Déjà un pied à l'école pour une rentrée toute en douceur.

Moisson de médailles pour les athlètes français aux Championnats d'Europe à Zurich: 23 en tout, dont 9 en or. Un record! Que se passe-t-il quand les athlètes quittent podiums et projecteurs ? Nous en avons suivi deux d'entre eux. Et le quotidien d'un sportif passionné n'est pas toujours en or.

L'une est en argent, l'autre en bronze. C'était aux Championnats d'Europe d'athlétisme, une récompense sportive autant que financière. Une première médaille pour Kévin Menaldo dans un grand championnat, avec à la clé une petite notoriété.

Il y a quelques personnes qui m'ont reconnu à l'aéroport. C'était la seule chose qui a changé. Pas mal de personnes dans le milieu du sport m'ont félicité.

Depuis 3 ans, il est nourri et logé à l'Insep, le centre d'excellence du sport français.

C'est ma chambre, bienvenue.

Rien a voir avec un palace, c'est une chambre d'étudiant qu'il partage avec un colocataire. Au mur, ses souvenirs de compétition et sur la table son beau trophée.

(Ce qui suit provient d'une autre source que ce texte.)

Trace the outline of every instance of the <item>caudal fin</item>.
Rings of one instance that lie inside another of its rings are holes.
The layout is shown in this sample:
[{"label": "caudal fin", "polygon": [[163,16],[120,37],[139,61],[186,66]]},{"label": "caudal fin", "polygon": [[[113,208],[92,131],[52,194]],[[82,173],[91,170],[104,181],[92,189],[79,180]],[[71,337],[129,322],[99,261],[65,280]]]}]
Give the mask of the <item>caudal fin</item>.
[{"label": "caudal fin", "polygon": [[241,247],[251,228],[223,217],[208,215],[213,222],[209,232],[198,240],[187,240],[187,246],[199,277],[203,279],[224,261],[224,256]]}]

Cela rapporte d'abord la fierté et m'ouvrira les portes. Cela va me permettre de rentrer plus facilement dans certains meetings.

La Ligue nationale d'athlétisme lui verse désormais un salaire de 1 200 euros par mois. Grâce à sa médaille, il a perçu une prime de son sponsor. Le jeune perchiste de 22 ans reste discret sur ce sujet.

Elle est de combien cette prime.

Elle fait plaisir.

Tous n'ont pas cette chance. Mélina Robert-Michon est lanceuse de disque, un sport confidentiel qui intéresse peu les sponsors. Sa médaille n'a eu aucun effet sur son quotidien.

Dans l'entraînement, rien n'a changé depuis la médaille. L'objectif est de continuer à progresser.

Sa rénumération reste la même. A 35 ans, médaillée d'argent, elle gagne 1 500 euros par mois.

Je me considère comme une privilégiée. J'ai la chance de pouvoir vivre ma passion, ce n'est pas à la portée de tout le monde. J'ai beaucoup travaillé pour ça.

C'est une passion, une famille. On s'entraîne dur car on aime ça. La plus belle récompense ce n'est pas l'argent mais une médaille.

Pour ces athlètes, la compétition passe avant tout le reste.